1. What does Solzhenitsyn mean by "internal affairs"?

2. How did writers of the world influence Solzhenitsyn's career?

3. What connection does Solzhenitsyn see between lies and violence?
A: Solzhenitsyn sees that violence can only be concealed by lies, and lies can only be maintained by violence. In other words, he sees that lies and violence depend on each other.

Read the speech. Do not post this again until you can propose answers to these questions.

http://www.jrbenjamin.com/2013/08/...apart-aleksandr-solzhenitsyns-nobel-speech

Try this link for a copy of the lecture.

http://www.nobelprize.org/nobel_prizes/literature/laureates/1970/solzhenitsyn-lecture.html

Both links provide a copy of the lecture.

When I clicked your link, Reed, this is what I found.

"Not Found!
What you were looking for doesn't exist or isn't here anymore. We are sorry :("

I figured out the answers to questions #2 and #3, but I still can't form an answer for #1.

That's weird about the link I posted. Apparently Bing's posted link is wrong in some way.

Victoria, I'm not sure what to tell you on question 3. You have posted the question and "A. ..." Is this multiple choice? Is there a B and a C to choose from?

By "internal affairs," he means those things that individual countries choose to make their business -- and only their business. They deny that any writing has meaning outside of the home country. Solzhenitsyn claims that literature belongs to the world, not just one nation.

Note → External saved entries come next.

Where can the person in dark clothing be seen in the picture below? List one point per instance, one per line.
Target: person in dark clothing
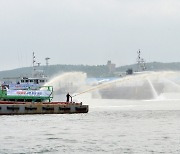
(68, 96)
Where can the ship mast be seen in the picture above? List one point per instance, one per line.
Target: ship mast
(140, 62)
(34, 69)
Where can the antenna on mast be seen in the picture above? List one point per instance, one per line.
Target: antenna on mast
(34, 60)
(47, 59)
(140, 62)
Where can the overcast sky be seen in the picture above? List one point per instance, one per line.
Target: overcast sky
(88, 31)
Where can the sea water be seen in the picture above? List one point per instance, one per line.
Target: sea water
(111, 126)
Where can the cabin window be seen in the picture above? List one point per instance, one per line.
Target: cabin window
(36, 81)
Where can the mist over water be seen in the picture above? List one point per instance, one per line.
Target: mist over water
(124, 123)
(142, 86)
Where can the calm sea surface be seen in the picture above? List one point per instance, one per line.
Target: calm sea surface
(111, 126)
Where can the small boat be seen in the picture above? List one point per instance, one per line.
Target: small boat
(35, 101)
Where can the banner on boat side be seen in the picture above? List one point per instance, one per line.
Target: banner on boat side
(43, 93)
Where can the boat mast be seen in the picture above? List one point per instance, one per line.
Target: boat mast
(34, 60)
(140, 62)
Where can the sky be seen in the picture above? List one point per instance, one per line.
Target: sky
(88, 32)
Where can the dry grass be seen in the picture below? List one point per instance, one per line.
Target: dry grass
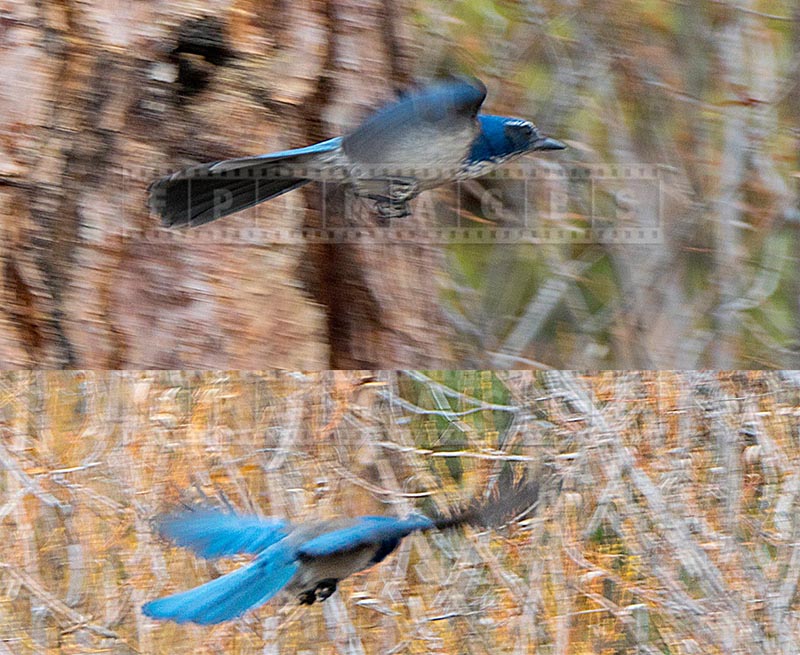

"Thus I have understood and felt that world literature is no longer an abstract anthology, nor a generalization invented by literary historians; it is rather a certain common body and a common spirit, a living heartfelt unity reflecting the growing unity of mankind. State frontiers still turn crimson, heated by electric wire and bursts of machine fire; and various ministries of internal affairs still think that literature too is an "internal affair" falling under their jurisdiction; newspaper headlines still display: "No right to interfere in our internal affairs!" Whereas there are no INTERNAL AFFAIRS left on our crowded Earth! And mankind's sole salvation lies in everyone making everything his business; in the people of the East being vitally concerned with what is thought in the West, the people of the West vitally concerned with what goes on in the East."